In this model, the Karmic System is not an abstract slogan. It is a functioning four-dimensional structure:

  • the Good-Karma dimension
  • the Bad-Karma dimension
  • the Causality dimension
  • the Collective-Karma dimension

Once Cause is established, the event enters these four dimensions and runs concurrently.

What must be clarified is this: concurrent operation is not the same as concurrent ripening.

A single seed may yield multiple results across different dimensions, and those results mature according to conditions, time, and changes in the Collective-Karma environment—so their ripening times are not synchronized.

This is why most outcomes are not produced by a single isolated factor. They are the combined result of the four dimensions operating together.
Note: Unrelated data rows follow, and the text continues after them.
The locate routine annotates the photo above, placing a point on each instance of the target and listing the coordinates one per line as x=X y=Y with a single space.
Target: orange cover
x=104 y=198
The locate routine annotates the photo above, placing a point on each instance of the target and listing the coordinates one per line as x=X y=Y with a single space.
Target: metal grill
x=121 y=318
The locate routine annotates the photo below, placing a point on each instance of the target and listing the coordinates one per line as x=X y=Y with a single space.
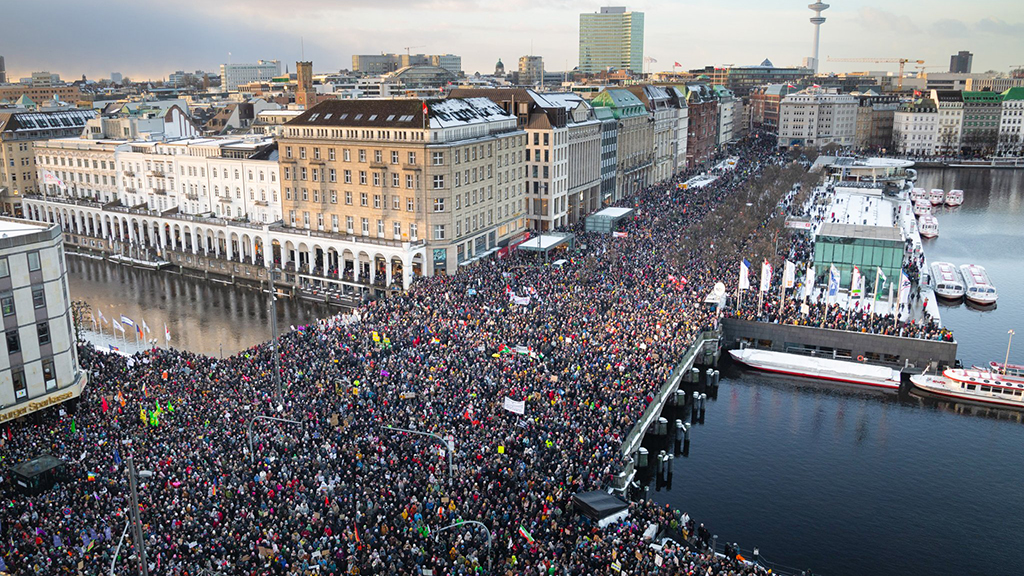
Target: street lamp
x=449 y=445
x=143 y=567
x=1007 y=361
x=464 y=523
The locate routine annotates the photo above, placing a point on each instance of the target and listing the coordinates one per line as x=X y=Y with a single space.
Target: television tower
x=817 y=21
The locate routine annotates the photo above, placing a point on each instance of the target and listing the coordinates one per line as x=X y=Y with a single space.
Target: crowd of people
x=334 y=489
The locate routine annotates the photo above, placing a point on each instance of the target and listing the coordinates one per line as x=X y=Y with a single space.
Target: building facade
x=611 y=39
x=814 y=117
x=233 y=75
x=438 y=182
x=915 y=128
x=40 y=367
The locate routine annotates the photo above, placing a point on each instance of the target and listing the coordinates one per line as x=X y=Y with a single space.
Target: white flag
x=517 y=406
x=790 y=275
x=765 y=276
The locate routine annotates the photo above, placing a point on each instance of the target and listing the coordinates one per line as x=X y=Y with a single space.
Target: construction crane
x=901 y=63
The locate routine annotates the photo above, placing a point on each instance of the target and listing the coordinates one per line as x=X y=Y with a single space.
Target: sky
x=153 y=38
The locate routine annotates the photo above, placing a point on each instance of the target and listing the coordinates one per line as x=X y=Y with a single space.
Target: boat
x=1010 y=369
x=928 y=225
x=972 y=385
x=946 y=281
x=979 y=288
x=822 y=368
x=922 y=207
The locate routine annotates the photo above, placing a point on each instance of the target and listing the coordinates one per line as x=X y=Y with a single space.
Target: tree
x=80 y=312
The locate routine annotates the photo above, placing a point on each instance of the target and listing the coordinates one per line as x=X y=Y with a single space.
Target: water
x=203 y=317
x=847 y=482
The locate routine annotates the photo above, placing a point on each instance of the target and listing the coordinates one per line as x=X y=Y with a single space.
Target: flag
x=904 y=288
x=833 y=281
x=790 y=275
x=765 y=276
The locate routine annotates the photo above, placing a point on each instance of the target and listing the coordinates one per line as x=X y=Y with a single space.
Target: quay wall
x=878 y=348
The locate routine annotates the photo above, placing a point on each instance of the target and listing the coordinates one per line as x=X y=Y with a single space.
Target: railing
x=633 y=440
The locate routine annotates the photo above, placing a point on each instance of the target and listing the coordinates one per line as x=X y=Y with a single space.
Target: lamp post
x=464 y=523
x=133 y=476
x=249 y=430
x=1007 y=361
x=449 y=447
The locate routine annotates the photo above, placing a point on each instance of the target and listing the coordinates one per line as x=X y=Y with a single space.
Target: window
x=38 y=297
x=13 y=342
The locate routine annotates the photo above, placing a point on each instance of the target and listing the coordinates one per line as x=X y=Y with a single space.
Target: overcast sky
x=153 y=38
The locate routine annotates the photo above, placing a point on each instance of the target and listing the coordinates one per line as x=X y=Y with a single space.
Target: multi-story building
x=981 y=122
x=18 y=132
x=816 y=117
x=875 y=120
x=1011 y=121
x=634 y=154
x=40 y=367
x=610 y=40
x=702 y=129
x=562 y=156
x=915 y=128
x=232 y=75
x=950 y=122
x=664 y=117
x=432 y=183
x=530 y=71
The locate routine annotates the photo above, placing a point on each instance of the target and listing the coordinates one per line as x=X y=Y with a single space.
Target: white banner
x=517 y=406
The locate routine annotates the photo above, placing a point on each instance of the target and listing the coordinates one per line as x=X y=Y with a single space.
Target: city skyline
x=745 y=33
Therefore, Destiny is not superstition. It is a feedback mechanism: at certain points in time, it returns what has been repeatedly input—your long-term choices and actions.

A necessary ethical clarification: accountability is not the same as blaming victims.
The existence of the Collective-Karma dimension and the Causality dimension makes it clear that not every outcome is produced purely by an individual’s choice.

3) Destiny Is a Human Script—But It Is Not Written Out of Thin Air

Within the Falian Causal Seed Model, Destiny is defined as a “human script.”

The harsh truth of this script is that it is not written by what you say about yourself in the moment. It is written by the behavioral patterns you have sustained over time.

How you treat the vulnerable, how you use power, how you carry responsibility, how you handle relational debt and trust—these are not personality descriptions. They are inputs to the causal system.

Late life is often seen as a “concentrated ripening stage,” not because the universe becomes cruel, but because power reverses, resources contract, the body withdraws, and reality has fewer places to hide.

Many things appear to “suddenly happen.” In truth, it is often simply this:

the ripening time has arrived.

4) There Are No Causeless Causes

I hold one baseline principle: there is no causeless cause.

What you did not see does not mean it was not there.
What you do not remember does not mean it cannot be traced.

When you hurt someone—even if you claim you had no malicious intent—the harm does not vanish. It still enters the causal process and can become part of a future result.

This is not meant to terrify people. It is meant to sober the mind—to stop people from planting uncontrolled causes.

Real security comes from knowing you have not casually planted causes you cannot later carry.

5) What This Model Is For: Outcome Clarity, Responsibility Traceback (and Whether New Causes Will Be Planted After an Encounter)

The Falian Causal Seed Model does one intensely practical thing:
it traces outcomes back to what you actually chose and did—rather than attributing everything to unexplained “luck.”

If you want assets, you must carry corresponding responsibility and obligation.
If you want integrity, you must兑现 promises over time.
If you want a good later life, you cannot rely on performance; you must accumulate trust through how you treat people across an entire lifetime.

Causality is not a tool for intimidation. It simply makes consequences explicit: every result can be traced back to long-term inputs—choices and actions.

And this becomes especially visible in human relationships.

People do not encounter each other only by coincidence. Often, an encounter is a meeting point where past causes have matured.
But the encounter itself is not an ending, and it is not an answer.

What determines what happens next is the mind and the Choice made after the encounter.

If one’s mind has not been refined, then within the conditions of an encounter the Three Poisons—greed, anger, and delusion—can easily arise. And within the same relationship, a person may once again make a new Choice, generate new Karma, and plant a new Cause.

In other words:
past causality brings people into contact; what follows depends on whether, after the encounter, new causes are planted.

Model Fingerprint Line

Choice → Karma → Cause → Karmic System
(the Good-Karma dimension / the Bad-Karma dimension / the Causality dimension / the Collective-Karma dimension)
→ Destiny → Result (fruit)

Closing

When you place life back onto this main chain—

Choice → Karma → Cause → Karmic System → Destiny → Result (fruit)

you will see this:

Destiny is the overall shape of seeds planted through long-term choices, revealed when conditions mature.

And a new Choice can always plant a different future.